Ryan Clarke and Conor Patrick Martin Duffy, both 22, admitted assault and actual bodily harm over the attack, in which the victim fractured a leg.
Belfast Crown Court heard that while Duffy attacked the man first on September 3, 2014, Clarke joined in after the victim fell to the ground and fractured his leg.
Both were handed suspended sentences by Judge Geoffrey Millar, who warned them they would be jailed if they reoffended in next two years.
Duffy, who is originally from Northern Ireland but who now lives in Essex, was given a two-year jail sentence, suspended for two years. Clarke, from Sliabh Dubh Walk, Ballymurphy, was given an 18-month term, also suspended for two years.
Prior to sentencing, Crown prosecutor Philip Henry said that on the night of the attack on the Dublin Road in Belfast, the fireman was approaching the shop as security workers were removing the defendants from the premises.
As staff members tried to escort the pair out, "words were exchanged" between them and the victim, during which Duffy was said to have "goaded" the fireman.

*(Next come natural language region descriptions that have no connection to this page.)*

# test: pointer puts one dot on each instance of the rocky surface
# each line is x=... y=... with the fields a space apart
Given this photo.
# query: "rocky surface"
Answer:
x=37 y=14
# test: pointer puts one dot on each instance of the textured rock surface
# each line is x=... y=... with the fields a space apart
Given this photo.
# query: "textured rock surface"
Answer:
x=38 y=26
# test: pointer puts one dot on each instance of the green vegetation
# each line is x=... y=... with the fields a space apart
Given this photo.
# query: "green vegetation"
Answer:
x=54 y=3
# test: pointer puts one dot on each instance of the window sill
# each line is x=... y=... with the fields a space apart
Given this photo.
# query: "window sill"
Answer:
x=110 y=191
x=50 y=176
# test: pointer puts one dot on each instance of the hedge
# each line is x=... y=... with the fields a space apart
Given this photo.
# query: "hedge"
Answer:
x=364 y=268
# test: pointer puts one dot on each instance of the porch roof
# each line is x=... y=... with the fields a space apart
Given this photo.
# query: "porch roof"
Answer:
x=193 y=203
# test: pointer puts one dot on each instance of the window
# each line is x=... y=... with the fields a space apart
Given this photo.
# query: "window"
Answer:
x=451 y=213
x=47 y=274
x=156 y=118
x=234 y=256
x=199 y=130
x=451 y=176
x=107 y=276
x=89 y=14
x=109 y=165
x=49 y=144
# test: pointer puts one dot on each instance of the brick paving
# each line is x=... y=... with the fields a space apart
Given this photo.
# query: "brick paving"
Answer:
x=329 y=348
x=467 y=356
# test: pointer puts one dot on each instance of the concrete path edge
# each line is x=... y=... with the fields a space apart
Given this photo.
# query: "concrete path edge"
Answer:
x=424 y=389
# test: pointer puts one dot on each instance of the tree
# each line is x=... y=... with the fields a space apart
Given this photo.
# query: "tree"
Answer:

As the incident spilled out onto the footpath, Duffy assaulted the injured party, causing both to fall to the ground.
While on the ground, the fireman was subjected to a "number of blows".
Police later tracked Duffy down. When he was interviewed, he initially gave no comment, then admitted he had been in a "scuffle" but claimed he intended to hurt no one.
Clarke, who fled from police, was arrested six months later. He denied involvement before later admitting his guilt.
Defence barrister Joel Linsday, representing Clarke, accepted the incident was "nasty" and something his client should not have got involved in.
He also pointed out that the defendant has mental health issues and had spent time on remand for the crime.
Solicitor Brendan Blaney, for Duffy, said his client had given up alcohol, was living and working with relatives in Essex and had "made a conscious decision to turn his life around".
Passing sentence, Judge Millar accepted the attack on "a man who was going about his business" was serious.
He added he hoped the injured party had made a full recovery from his leg injury and was able to return to his "important work in the community as a fire officer."